Hippocampal tissue mechanics are sensitive to fluctuations in estrogen across the rat estrous cycle

Abstract

Sex hormones exert profound effects on brain structure and function throughout the female reproductive lifespan. While previous studies have documented hormone-dependent changes in neuronal morphology and synaptic connectivity, the impact of estrogen on brain tissue mechanical properties has been unexplored. Alterations to hippocampal microstructure are particularly sensitive to fluctuations in sex steroids, and studies in peripheral tissues reveal that estrogen is a powerful modulator of tissue elasticity and organization. Here, we employed magnetic resonance elastography (MRE) to quantify whole brain and hippocampal viscoelastic properties across the estrous cycle in female rats in vivo and following targeted α estrogen receptor antagonism. We demonstrate that hippocampal stiffness and damping ratio (viscosity) exhibit dynamic, phase-dependent fluctuations that correlate with hormonal status.
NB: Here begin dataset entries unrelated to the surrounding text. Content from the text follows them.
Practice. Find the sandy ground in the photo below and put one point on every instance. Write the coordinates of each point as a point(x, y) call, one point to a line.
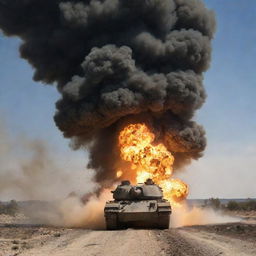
point(211, 240)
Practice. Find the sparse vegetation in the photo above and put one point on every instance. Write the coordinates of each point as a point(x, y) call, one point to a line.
point(10, 208)
point(233, 205)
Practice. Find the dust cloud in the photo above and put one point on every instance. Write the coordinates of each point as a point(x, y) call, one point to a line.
point(187, 216)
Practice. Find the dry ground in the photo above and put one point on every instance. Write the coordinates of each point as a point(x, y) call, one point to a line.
point(211, 240)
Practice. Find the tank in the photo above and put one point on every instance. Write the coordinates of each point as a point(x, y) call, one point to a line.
point(140, 206)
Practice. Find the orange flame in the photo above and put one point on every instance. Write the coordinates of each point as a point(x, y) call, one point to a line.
point(150, 161)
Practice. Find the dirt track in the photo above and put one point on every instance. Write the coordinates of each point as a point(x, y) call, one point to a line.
point(209, 240)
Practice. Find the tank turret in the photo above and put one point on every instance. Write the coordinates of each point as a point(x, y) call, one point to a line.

Notably, hippocampal damping ratio, a measure of relative viscosity, increased by nearly 40% during the transition from proestrus to estrus phases, mirroring the steep drop in estrogen production that is characteristic of this phase progression. Pharmacological inhibition of estrogen receptors with Fulvestrant prevented this cyclical change and instead maintained elevated hippocampal damping ratio that was comparable to that measured during estrus in normally-cycling rats. Histological analyses revealed that these mechanical changes were accompanied by alterations in astrocyte and neuronal number, receptor expression, and dendritic spine morphology in the CA1 subregion. Notably, estrogen signaling was crucial for maintaining both astrocyte and neuronal populations and receptor density was elevated with the greatest effect on astrocytes (+48%) following Fulvestrant administration. These findings establish a mechanistic link between estrogen fluctuations, cellular architecture, and tissue mechanical properties in the female brain, offering novel insights into how reproductive endocrinology may influence hippocampal microstructure through mechanobiological pathways. Understanding these hormone-dependent mechanical changes may provide new therapeutic targets for addressing altered cognitive capacity associated with reproductive transitions and aging in women.